=================================
It apparently was the first time
the United States has revoked the
visa of a Colombian military
official in connection with human
rights abuses.
=================================
ASSOCIATED PRESS

Friday, 15 May 1998

U.S. Pulls Colombian General's Visa
-----------------------------------

By Frank Bajak

BOGOTA -- The United States has revoked the visa of a senior 
Colombian general who human rights groups say has a lengthy 
record of backing paramilitary forces involved in death squad 
activity, the officer said Friday.

Gen. Ivan Ramirez was commander from 1995-97 of the army's First 
Division, which operates in a northern region where landowner-
backed paramilitary forces are known for killing scores of alleged 
guerrilla sympathizers, sometimes with the army's close cooperation. 

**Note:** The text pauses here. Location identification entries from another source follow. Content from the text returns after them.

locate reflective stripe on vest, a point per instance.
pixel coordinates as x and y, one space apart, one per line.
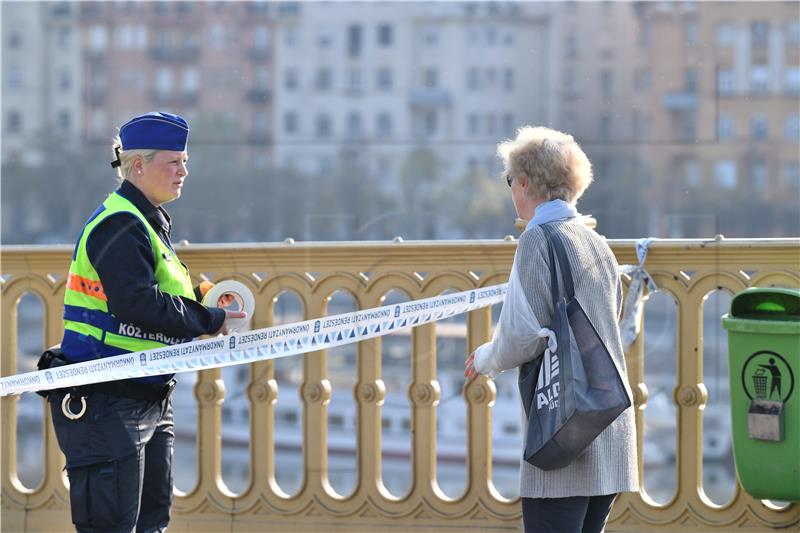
90 330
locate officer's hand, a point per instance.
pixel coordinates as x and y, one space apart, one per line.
228 316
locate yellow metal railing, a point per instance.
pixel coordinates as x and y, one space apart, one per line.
687 270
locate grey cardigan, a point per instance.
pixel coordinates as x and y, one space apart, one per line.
609 464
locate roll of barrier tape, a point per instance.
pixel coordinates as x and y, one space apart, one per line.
242 300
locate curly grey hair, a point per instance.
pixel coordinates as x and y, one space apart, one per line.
551 161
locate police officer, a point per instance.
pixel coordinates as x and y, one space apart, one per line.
127 291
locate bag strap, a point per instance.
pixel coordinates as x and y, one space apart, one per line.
555 244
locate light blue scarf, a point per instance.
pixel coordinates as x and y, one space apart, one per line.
551 211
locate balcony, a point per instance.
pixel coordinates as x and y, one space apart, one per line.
259 54
186 53
259 95
680 101
686 269
179 99
429 98
260 137
96 97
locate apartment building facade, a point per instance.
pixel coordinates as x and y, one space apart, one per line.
41 93
382 81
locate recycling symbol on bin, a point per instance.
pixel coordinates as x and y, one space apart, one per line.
767 376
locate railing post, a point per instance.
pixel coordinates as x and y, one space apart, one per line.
424 394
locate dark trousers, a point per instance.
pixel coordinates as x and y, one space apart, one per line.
578 514
119 462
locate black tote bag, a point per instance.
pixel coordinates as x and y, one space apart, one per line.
572 395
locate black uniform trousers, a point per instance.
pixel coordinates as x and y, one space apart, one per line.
119 462
578 514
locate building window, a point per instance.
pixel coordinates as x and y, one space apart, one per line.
430 78
290 79
64 37
141 37
793 32
726 33
384 79
291 36
570 84
216 36
605 125
690 33
759 33
759 80
260 37
125 37
759 128
491 124
792 81
725 174
354 40
642 125
190 81
14 77
164 81
791 175
98 38
725 128
325 38
385 35
606 82
791 128
759 175
290 121
323 80
691 173
725 84
690 80
508 124
571 46
426 123
642 79
14 39
383 125
645 34
430 36
64 80
261 124
508 79
473 127
354 129
354 80
261 78
323 126
473 81
13 121
491 76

Ramirez, currently the army's inspector-general, denied 
responsibility Friday for any human rights abuses and said the State 
Department action taken against him would demoralize Colombia's 
soldiers. 

"The only thing I've done is to combat violence and terrorists for 36 
years," Ramirez told RCN radio, saying his conscience was clear. "I 
don't have any investigations pending against me." 

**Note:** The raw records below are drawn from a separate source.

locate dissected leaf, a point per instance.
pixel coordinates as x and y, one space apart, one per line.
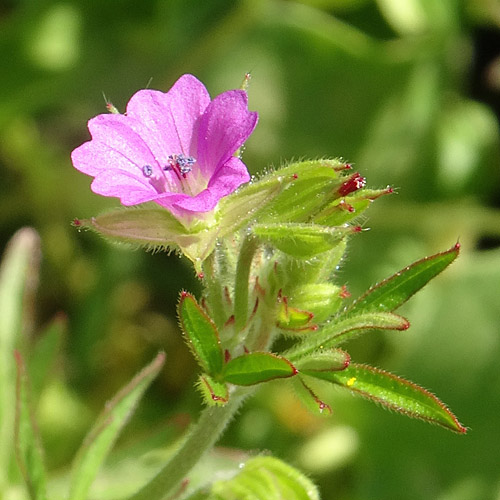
257 367
340 330
397 289
28 449
301 241
100 439
201 334
393 392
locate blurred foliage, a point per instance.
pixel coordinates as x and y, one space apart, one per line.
409 90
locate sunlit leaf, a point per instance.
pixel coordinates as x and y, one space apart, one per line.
393 392
201 334
100 439
338 331
257 367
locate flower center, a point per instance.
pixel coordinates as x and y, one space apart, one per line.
180 164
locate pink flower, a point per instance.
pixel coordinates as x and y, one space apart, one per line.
173 148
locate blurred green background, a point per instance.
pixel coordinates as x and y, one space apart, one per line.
406 90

Ramirez also was the army's intelligence chief between 1992-95 and 
oversaw the 20th Intelligence Brigade, which the United States has 
accused of sponsoring death squads.

U.S. Embassy officials would not publicly confirm the revocation of 
Ramirez's visa.

The action comes as U.S. policymakers weigh whether to provide 
advanced weaponry, training or other counterinsurgency assistance 
to Colombia's beleaguered military, which recently suffered a string 
of major defeats by leftist rebels.

It apparently was the first time the United States has revoked the 
visa of a Colombian military official in connection with human rights 
abuses. The State Department stripped President Ernesto Samper and 
more than a dozen other Colombian politicians of their U.S. visas in 
1996 for allegedly accepting money and favors from drug cartels. 

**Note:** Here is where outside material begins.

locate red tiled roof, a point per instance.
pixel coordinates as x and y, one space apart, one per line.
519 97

Two weeks from May 31 presidential elections, Colombia is in the 
midst of a mounting dirty war of political assassinations. Three 
prominent left- leaning human rights activists have been killed since 
late February and a former hard-line defense minister, Fernando 
Landazabal, was assassinated Tuesday in what many believe was 
rebel retaliation. 

A State Department report says 7.5 percent of all politically 
motivated extrajudicial killings during the first nine months of 1997 
were committed by government forces, with the army responsible 
for many. Paramilitary groups committed more than two-thirds of 
the political murders, human rights groups say.